Visual Question Decomposition on Multimodal Large Language Models
This addresses the problem of enhancing complex question-answering in multimodal AI systems, representing an incremental advancement by adapting existing decomposition strategies to MLLMs.
The paper tackles the unexplored capability of Multimodal Large Language Models (MLLMs) in visual question decomposition, revealing their struggles and proposing a finetuning dataset and pipeline that significantly improve sub-question quality and achieve higher accuracy on VQA benchmarks.

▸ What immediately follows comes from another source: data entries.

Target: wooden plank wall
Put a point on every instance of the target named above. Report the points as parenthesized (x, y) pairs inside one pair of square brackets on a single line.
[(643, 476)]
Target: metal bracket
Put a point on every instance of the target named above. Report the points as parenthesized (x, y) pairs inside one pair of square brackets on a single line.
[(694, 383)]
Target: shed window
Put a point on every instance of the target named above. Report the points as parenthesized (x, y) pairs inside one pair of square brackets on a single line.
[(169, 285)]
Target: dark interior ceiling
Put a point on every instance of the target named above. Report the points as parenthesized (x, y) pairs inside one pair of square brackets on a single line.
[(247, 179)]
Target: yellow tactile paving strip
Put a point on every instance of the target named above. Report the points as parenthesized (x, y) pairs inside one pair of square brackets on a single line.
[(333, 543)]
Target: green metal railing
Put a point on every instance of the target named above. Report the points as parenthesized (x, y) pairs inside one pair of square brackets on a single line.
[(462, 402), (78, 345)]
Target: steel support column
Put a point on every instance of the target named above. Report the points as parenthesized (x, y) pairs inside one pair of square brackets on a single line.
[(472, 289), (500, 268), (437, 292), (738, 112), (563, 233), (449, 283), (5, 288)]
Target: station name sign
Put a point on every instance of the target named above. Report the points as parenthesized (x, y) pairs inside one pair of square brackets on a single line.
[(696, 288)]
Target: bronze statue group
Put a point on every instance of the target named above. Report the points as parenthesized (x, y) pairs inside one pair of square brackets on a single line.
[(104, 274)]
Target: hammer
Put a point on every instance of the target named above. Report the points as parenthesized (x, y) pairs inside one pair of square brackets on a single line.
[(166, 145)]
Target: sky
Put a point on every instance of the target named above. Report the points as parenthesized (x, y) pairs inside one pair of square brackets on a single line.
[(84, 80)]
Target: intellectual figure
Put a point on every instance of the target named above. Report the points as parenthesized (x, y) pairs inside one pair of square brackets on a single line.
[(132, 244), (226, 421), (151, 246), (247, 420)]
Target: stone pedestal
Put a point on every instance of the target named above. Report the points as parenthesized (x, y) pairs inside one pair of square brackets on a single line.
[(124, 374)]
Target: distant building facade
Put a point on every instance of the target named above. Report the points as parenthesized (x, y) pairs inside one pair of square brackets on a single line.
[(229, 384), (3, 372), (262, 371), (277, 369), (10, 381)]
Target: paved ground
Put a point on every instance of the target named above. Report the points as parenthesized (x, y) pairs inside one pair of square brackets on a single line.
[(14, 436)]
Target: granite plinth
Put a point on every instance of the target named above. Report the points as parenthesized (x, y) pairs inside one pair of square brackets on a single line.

Question decomposition has emerged as an effective strategy for prompting Large Language Models (LLMs) to answer complex questions. However, while existing methods primarily focus on unimodal language models, the question decomposition capability of Multimodal Large Language Models (MLLMs) has yet to be explored. To this end, this paper explores visual question decomposition on MLLMs. Specifically, we introduce a systematic evaluation framework including a dataset and several evaluation criteria to assess the quality of the decomposed sub-questions, revealing that existing MLLMs struggle to produce high-quality sub-questions. To address this limitation, we propose a specific finetuning dataset, DecoVQA+, for enhancing the model's question decomposition capability. Aiming at enabling models to perform appropriate selective decomposition, we propose an efficient finetuning pipeline. The finetuning pipeline consists of our proposed dataset and a training objective for selective decomposition. Finetuned MLLMs demonstrate significant improvements in the quality of sub-questions and the policy of selective question decomposition. Additionally, the models also achieve higher accuracy with selective decomposition on VQA benchmark datasets.